Hazardous Waste Manifests Adopted by EPA

by | Feb 27, 2014

elliot, jon, specialty technical publishersThe Resource Conservation and Recovery Act (RCRA) requires you to document all shipments of regulated hazardous wastes. Domestic transportation is documented using Uniform Hazardous Waste Manifests, which are shipping documents prescribed by the US Environmental Protection Agency (EPA) which revises Manifest forms occasionally—including major changes back in 2006. Now EPA has acted again, to create an electronic manifest (“e-Manifest”) option that will take force once EPA finishes the web-page data system required to receive and manage electronic filings.

What Information Do Manifests Require

Most shipments of hazardous waste offsite for further management (usually by a RCRA-permitted treatment, storage and disposal facility (TSDF) or recycler) require a Uniform Hazardous Waste Manifest (EPA Form 8700-22) and, when necessary, one or more Continuation Forms (Form 8700-22A). Each Manifest requires the following information about the waste(s) in the shipment:

  • Generator’s name, mailing address (and site address, if different), telephone number, and EPA ID Number
  • Each transporter’s name and EPA ID Number
  • Description of the nature and quantity of wastes shipped
  • Name, address, telephone number, and EPA ID number of the facility designated to receive the waste
  • Number and types of containers used
  • Special handling instructions (if any)
  • Any significant discrepancies between the waste as described on the manifest and the waste actually shipped
  • Emergency response telephone number
  • Generator’s/offeror’s certification of the accuracy of the information presented, and that a waste minimization program is in place.

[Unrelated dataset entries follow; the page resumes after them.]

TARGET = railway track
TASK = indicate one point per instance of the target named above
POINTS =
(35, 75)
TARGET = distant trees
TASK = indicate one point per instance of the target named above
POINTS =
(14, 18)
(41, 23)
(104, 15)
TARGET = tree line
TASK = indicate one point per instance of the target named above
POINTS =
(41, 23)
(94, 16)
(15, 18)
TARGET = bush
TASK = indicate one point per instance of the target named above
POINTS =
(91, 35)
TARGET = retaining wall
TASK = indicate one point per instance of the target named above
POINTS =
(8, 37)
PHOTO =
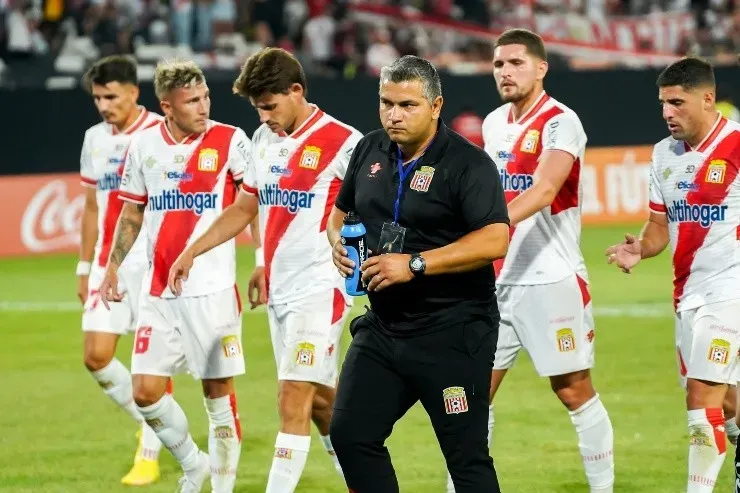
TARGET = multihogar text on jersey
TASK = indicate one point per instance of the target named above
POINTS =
(704, 214)
(290, 199)
(175, 200)
(515, 182)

Nationally, at least four copies of the manifest are required for each shipment. All are signed by the generator and presented to the initial transporter. Additional copies may be required if the shipment involves interim destinations or more than one transporter (and some states, such as California, require additional copies for the state’s hazardous waste regulators). The transporter signs the manifests to acknowledge receipt of the shipment, and returns one copy to the generator. The remaining copies accompany the shipment to its destination, where the recipient—typically, a TSDF—adds a signature acknowledging receipt. One signed copy is retained by the TSDF; another signed copy must be returned to the generator within 30 days; and other copies are returned to the transporter(s).

Collectively, all this paperwork is intended to ensure that every party knows its responsibilities, knows that every other party is authorized to participate, and knows that copies will be available to track down any non-compliance. But it adds up to a lot of paper – EPA estimates up to 5.6 million Manifests and Continuation Sheets annually, completed and tracked by 160,000 entities.